Los peajes que, tan sólo por pertenecer al género femenino, han tenido que pagar las mujeres,
lejos de afianzar su identidad, la han condicionado. También la han limitado y esquinado.
Curiosamente, en nuestro país, no hay una conciencia mayoritaria de esta desigualdad; muchas
mujeres aseguran no ser feministas aunque en su día a día, en la superación de las diferentes
barreras y obstáculos, lo sean. Pero sí existe una conciencia colectiva, de género, para la que
pocas veces necesitamos un mapa. A veces se frivoliza acerca de la compleja psicología
femenina, tanto en positivo, como poseedora de la llave para gestionar los sentimientos y
administrar los afectos, como en negativo, sustentada en el desarrollo de una gran capacidad de
manipulación y maledicencia.
Hablar del mundo interior de las mujeres es temerario, además de cursi. Porque éste puede ser
muy rico o muy pobre, según cómo lo alimente su propietaria. No obstante, tras nuestra
identidad individual, existe un imaginario colectivo, y una complicidad de género que permite
coincidir en las prioridades vitales, en la manera de gestionar las emociones -en parte
condicionadas por los roles culturales que nos han asignado- y también en la escalera de
aprendizajes que, a las puertas de la madurez, nos permite responder, sin tanto miedo, a la clásica
pregunta de quiénes somos y adónde vamos.
Las psicopatologías del género femenino incluyen el ausentismo de la realidad a través de una
dieta o de un amor equivocado, además de ataques de pánico en el avión o en las escaleras
mecánicas de El Corte Inglés, sin despreciar los tragos de tristeza (premenstrual, posparto,
posboda, posproyecto, tristeza al fin y al cabo). Nuestra relación con el teléfono, con el
chocolate, con los piropos, el ginecólogo, los hoteles, el acoso, la comida, las compras o el
entrenador personal no es intrascendente. En este autodidactismo emocional que han vivido las
mujeres, en especial las nacidas antes de los años setenta, hay un lenguaje común. Y también
cierta perplejidad.
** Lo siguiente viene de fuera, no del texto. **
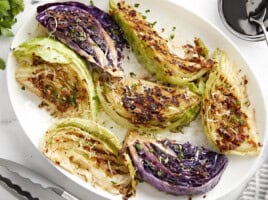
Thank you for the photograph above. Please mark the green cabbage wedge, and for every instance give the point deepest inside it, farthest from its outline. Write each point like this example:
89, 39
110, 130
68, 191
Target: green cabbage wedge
152, 51
138, 104
56, 74
228, 120
90, 151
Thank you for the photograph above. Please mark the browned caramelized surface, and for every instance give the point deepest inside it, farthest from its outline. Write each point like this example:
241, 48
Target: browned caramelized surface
153, 41
232, 124
57, 86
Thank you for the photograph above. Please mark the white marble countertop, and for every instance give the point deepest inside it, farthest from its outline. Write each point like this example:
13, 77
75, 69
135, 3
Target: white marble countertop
14, 144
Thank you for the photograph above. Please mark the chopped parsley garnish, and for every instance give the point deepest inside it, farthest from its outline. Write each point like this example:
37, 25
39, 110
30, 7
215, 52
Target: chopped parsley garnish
8, 12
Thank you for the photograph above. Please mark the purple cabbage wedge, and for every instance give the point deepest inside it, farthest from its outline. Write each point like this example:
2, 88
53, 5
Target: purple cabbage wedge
179, 169
89, 31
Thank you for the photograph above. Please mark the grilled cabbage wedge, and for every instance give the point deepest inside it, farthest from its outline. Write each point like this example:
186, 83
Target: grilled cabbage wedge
90, 151
142, 105
56, 74
179, 169
152, 51
228, 120
83, 29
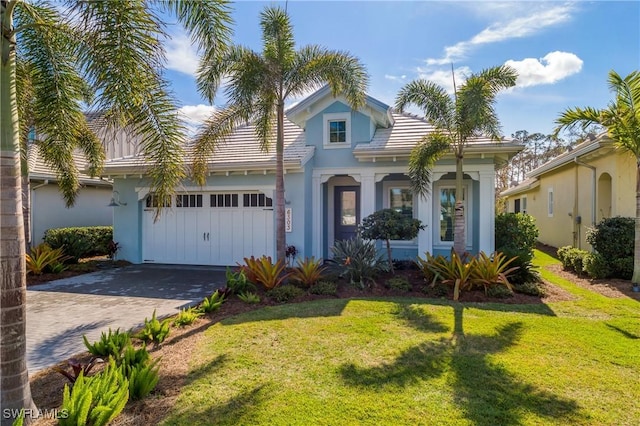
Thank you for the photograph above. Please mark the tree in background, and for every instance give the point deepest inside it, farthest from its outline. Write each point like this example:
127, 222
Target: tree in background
259, 85
469, 113
106, 54
621, 119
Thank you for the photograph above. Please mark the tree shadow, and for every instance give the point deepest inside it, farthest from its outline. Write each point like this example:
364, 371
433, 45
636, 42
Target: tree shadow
488, 393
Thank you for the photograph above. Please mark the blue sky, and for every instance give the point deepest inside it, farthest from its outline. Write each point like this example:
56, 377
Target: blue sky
562, 51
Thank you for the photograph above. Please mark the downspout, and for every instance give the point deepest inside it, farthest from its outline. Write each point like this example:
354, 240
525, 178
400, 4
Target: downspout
593, 191
32, 207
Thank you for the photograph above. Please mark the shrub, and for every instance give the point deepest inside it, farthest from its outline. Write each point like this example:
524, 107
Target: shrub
249, 297
398, 283
42, 258
390, 224
516, 236
596, 266
154, 330
308, 271
81, 242
187, 317
110, 344
213, 302
358, 259
327, 288
95, 400
284, 293
264, 271
237, 282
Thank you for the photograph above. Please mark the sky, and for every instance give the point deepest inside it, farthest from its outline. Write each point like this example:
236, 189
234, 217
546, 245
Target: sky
562, 51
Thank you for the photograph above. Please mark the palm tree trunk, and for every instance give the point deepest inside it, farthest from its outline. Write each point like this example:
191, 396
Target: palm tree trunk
459, 243
281, 244
16, 392
636, 254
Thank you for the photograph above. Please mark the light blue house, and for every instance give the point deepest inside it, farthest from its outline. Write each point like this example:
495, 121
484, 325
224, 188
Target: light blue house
340, 166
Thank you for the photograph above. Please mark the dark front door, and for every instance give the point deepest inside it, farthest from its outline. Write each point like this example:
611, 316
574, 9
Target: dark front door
347, 212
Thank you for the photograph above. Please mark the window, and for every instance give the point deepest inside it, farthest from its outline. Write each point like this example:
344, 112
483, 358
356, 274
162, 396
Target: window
186, 200
257, 200
224, 200
447, 213
337, 130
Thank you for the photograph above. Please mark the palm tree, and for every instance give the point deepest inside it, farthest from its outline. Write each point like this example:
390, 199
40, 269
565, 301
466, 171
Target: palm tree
469, 113
104, 54
621, 118
259, 85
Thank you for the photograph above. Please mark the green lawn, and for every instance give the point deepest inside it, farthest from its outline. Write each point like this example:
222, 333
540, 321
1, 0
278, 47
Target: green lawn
417, 361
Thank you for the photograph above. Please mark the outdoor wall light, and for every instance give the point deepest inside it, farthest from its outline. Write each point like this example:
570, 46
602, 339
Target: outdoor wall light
115, 200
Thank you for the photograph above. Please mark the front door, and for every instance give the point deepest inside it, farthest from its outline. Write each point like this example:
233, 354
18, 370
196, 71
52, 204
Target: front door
347, 212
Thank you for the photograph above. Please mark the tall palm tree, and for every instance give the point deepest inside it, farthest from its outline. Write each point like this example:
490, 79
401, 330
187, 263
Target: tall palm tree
469, 113
621, 118
258, 86
104, 54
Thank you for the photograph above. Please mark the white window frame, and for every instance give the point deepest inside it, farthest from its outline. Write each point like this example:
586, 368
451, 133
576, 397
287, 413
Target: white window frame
387, 186
467, 188
336, 116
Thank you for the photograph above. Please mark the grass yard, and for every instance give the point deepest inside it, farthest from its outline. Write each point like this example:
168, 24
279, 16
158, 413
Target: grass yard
418, 361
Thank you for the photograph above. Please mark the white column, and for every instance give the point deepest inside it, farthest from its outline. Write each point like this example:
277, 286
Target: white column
367, 193
316, 216
487, 211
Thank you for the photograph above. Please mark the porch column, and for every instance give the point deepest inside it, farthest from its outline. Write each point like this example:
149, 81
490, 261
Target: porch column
316, 216
487, 220
367, 193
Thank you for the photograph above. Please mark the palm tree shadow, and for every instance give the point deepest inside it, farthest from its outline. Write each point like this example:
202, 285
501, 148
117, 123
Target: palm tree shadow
488, 393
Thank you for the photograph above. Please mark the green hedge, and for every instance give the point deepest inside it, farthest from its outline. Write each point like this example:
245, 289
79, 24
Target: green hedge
81, 242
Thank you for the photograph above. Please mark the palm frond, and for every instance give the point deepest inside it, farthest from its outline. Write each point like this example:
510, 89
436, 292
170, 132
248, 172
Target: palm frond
423, 158
432, 99
213, 132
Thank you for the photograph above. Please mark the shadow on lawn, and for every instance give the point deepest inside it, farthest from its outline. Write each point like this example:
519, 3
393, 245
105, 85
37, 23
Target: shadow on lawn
489, 393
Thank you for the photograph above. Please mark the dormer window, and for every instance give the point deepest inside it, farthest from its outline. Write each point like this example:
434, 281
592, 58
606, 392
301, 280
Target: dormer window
337, 130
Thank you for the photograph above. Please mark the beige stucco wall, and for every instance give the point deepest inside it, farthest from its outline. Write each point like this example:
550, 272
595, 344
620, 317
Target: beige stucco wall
572, 187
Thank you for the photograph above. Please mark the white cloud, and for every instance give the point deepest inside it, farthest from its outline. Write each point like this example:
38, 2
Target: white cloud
182, 56
444, 78
499, 31
553, 67
395, 77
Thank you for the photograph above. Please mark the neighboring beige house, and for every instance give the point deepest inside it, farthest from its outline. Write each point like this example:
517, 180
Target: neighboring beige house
576, 190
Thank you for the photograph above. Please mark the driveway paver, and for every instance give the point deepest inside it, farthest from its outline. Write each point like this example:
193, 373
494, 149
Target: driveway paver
60, 312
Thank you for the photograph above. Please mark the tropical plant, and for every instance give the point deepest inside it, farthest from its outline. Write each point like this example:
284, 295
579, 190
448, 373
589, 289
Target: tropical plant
249, 297
110, 344
390, 224
621, 118
53, 58
265, 272
358, 259
491, 271
187, 317
43, 258
212, 303
77, 368
154, 330
237, 282
308, 271
457, 121
95, 400
260, 83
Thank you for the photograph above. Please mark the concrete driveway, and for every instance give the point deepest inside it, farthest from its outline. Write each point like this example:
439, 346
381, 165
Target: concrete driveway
59, 313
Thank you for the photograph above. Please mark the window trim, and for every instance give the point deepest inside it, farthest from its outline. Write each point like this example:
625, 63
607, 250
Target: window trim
336, 116
387, 186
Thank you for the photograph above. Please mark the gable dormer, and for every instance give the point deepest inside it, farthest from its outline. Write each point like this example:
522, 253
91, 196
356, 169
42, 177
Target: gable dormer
342, 127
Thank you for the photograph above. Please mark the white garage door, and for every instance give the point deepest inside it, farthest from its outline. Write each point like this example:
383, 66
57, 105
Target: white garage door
209, 229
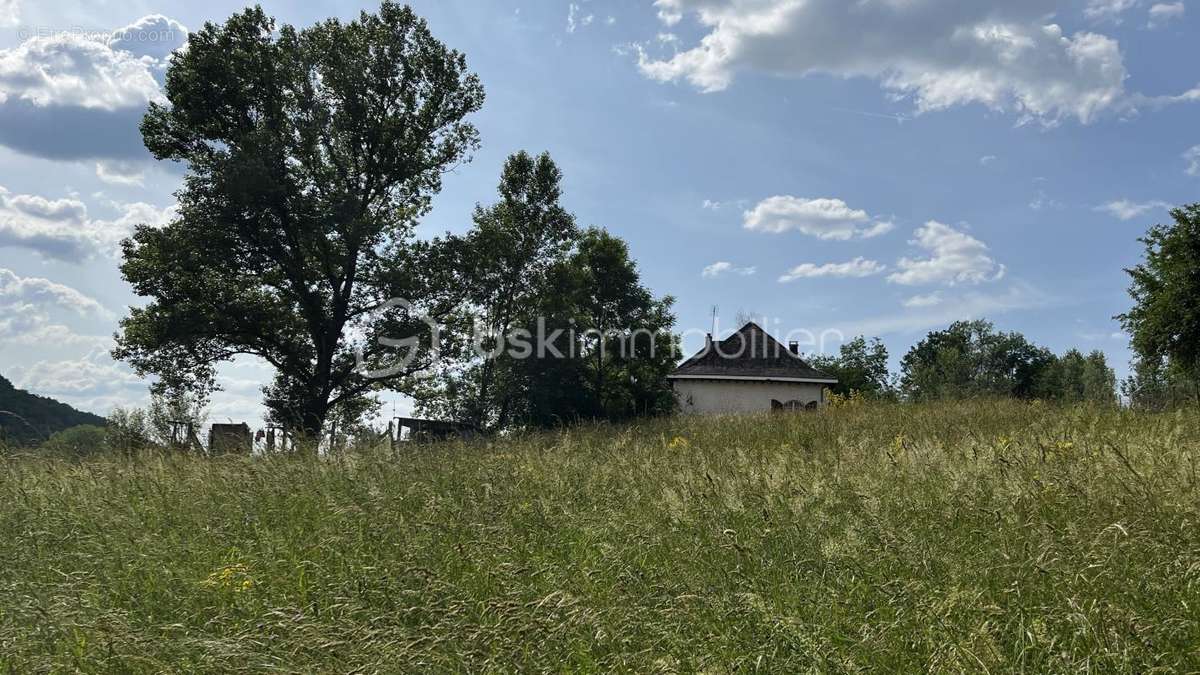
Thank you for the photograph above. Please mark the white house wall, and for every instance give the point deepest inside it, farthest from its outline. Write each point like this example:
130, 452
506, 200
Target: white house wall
714, 396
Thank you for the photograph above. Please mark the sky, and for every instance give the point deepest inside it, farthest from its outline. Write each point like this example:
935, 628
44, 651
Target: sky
881, 167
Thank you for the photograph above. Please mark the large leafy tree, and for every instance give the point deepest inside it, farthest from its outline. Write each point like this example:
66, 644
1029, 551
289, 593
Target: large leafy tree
971, 358
507, 261
310, 155
859, 366
1164, 321
617, 346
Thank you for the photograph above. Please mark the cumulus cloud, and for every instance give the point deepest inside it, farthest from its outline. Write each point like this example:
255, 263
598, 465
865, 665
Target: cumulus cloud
823, 219
721, 268
954, 257
1108, 10
856, 268
78, 96
61, 228
120, 173
25, 303
93, 382
10, 13
930, 300
973, 304
42, 292
1193, 159
576, 18
1125, 209
1165, 12
1002, 54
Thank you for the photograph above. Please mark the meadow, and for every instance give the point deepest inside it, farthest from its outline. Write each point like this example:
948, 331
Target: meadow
991, 536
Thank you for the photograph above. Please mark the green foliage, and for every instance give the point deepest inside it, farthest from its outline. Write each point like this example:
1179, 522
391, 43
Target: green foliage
971, 359
1164, 322
859, 366
1158, 383
617, 346
993, 536
1075, 378
28, 418
310, 155
529, 274
77, 442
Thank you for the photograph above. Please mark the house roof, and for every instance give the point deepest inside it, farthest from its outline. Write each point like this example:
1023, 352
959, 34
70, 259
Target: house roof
750, 353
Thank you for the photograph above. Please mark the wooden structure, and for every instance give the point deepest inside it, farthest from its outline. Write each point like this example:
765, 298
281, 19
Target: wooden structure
430, 430
231, 438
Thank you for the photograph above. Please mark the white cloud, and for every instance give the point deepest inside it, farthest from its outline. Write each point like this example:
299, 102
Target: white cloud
856, 268
1193, 159
48, 209
1125, 209
155, 36
954, 257
25, 303
76, 71
930, 300
120, 173
1165, 12
10, 13
42, 292
61, 228
1108, 10
76, 96
720, 268
942, 53
576, 18
965, 306
823, 219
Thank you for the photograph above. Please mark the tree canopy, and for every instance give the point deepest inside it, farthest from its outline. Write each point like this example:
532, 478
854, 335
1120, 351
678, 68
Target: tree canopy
310, 155
1164, 321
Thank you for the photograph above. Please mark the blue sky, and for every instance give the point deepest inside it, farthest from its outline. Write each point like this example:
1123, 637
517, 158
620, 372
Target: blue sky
880, 167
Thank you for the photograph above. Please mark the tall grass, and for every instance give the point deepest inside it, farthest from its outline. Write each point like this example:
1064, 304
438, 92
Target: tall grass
959, 537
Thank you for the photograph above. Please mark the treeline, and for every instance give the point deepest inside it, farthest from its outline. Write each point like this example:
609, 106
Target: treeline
546, 332
971, 359
1164, 321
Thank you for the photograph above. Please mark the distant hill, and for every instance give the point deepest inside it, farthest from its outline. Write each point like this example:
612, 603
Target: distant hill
36, 417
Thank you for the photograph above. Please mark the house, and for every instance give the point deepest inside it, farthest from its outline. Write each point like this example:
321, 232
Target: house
749, 371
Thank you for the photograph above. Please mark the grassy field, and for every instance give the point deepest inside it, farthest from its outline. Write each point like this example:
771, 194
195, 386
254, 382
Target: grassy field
967, 537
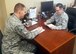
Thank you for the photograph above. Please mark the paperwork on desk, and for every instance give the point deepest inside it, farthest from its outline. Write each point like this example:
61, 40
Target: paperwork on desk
34, 22
37, 29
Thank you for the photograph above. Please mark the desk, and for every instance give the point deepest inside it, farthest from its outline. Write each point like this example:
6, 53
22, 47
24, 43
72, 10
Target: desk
54, 41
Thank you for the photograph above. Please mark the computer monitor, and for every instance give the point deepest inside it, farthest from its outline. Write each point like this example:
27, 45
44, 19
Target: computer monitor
46, 6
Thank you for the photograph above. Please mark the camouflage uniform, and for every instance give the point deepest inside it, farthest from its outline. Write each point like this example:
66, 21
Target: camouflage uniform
13, 32
61, 21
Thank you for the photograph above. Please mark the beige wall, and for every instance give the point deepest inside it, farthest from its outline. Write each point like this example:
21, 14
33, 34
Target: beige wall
6, 7
3, 14
31, 3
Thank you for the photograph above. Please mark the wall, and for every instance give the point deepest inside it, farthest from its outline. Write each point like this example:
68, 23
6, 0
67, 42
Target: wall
31, 3
6, 7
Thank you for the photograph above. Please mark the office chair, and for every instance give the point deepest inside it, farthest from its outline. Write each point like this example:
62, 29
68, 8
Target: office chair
72, 19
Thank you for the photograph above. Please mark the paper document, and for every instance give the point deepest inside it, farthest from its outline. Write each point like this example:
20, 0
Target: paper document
38, 28
34, 22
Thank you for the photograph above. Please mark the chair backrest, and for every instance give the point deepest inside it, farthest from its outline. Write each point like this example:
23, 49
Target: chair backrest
72, 19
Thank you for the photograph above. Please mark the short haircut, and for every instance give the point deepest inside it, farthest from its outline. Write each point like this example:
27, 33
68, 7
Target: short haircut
60, 5
18, 6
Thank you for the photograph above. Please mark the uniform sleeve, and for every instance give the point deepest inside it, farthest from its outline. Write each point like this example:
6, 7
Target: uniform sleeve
63, 25
50, 20
22, 31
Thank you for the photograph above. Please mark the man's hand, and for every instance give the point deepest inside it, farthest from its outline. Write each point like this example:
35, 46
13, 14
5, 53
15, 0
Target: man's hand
51, 26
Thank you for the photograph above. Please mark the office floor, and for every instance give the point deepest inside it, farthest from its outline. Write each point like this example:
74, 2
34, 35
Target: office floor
74, 51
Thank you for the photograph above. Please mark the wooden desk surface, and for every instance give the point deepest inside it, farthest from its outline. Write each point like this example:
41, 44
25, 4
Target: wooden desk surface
51, 40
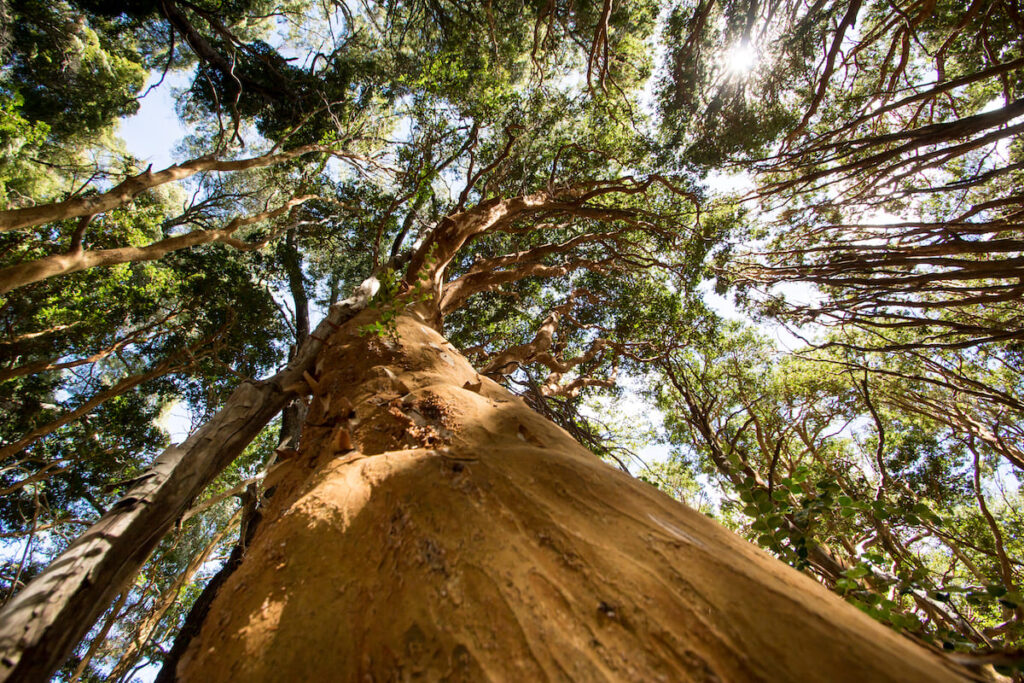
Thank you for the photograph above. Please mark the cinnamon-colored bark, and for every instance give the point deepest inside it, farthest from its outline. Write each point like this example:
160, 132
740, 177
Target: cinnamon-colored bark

La de ver que algunas estructuras siguen inmóviles, ávidas en su misoginia.
Las mismas que se niegan a aceptar que lo personal es político, y que defienden una
esquizofrenia con doble lenguaje y doble rasero, diferenciando lo privado y lo público. La noción
de sentimiento individualizado hecho común es terapéutica y combate le negritud de la soledad.
No la soledad de no tener a alguien al lado, sino la de sentirse una marciana en una galaxia
desértica, donde los sueños de niña se han estrellado contra un condenado muro de piedra al que
llaman realidad. No hay mucho margen para reinventarla, pero sí el suficiente como para aliviar
las sombras desde una fe combativa que rompe estereotipos. El 25 de octubre de 1918 Virginia
Woolf terminó así su diario: 'La desdicha se encuentra en todas partes; ahí, al otro lado de la
puerta; y si no la desdicha, la estupidez, que es peor. Sin embargo, no salgo del encierro en el
que me encuentro. Ahora llegará Evelyn; no me gusta lo que escribo. Y, a pesar de todo, cuán
feliz soy si no fuera por esta sensación de que se trata de una cinta pavimentada junto a un
abismo'.
Hay que reivindicar lo subjetivo para entrar en la zona oscura de la realidad y acercarnos a su
misterio hasta conquistar las cintas pavimentadas a las que se refiere Woolf, un territorio
civilizado, urbanizado, legítimo, sin complejos por razón de género o de sexo. Se trata de un
espacio orillado por el reino de lo objetivo, en donde nunca toca la misma orquesta, pero que a
cambio mueve en silencio las agujas de la vida.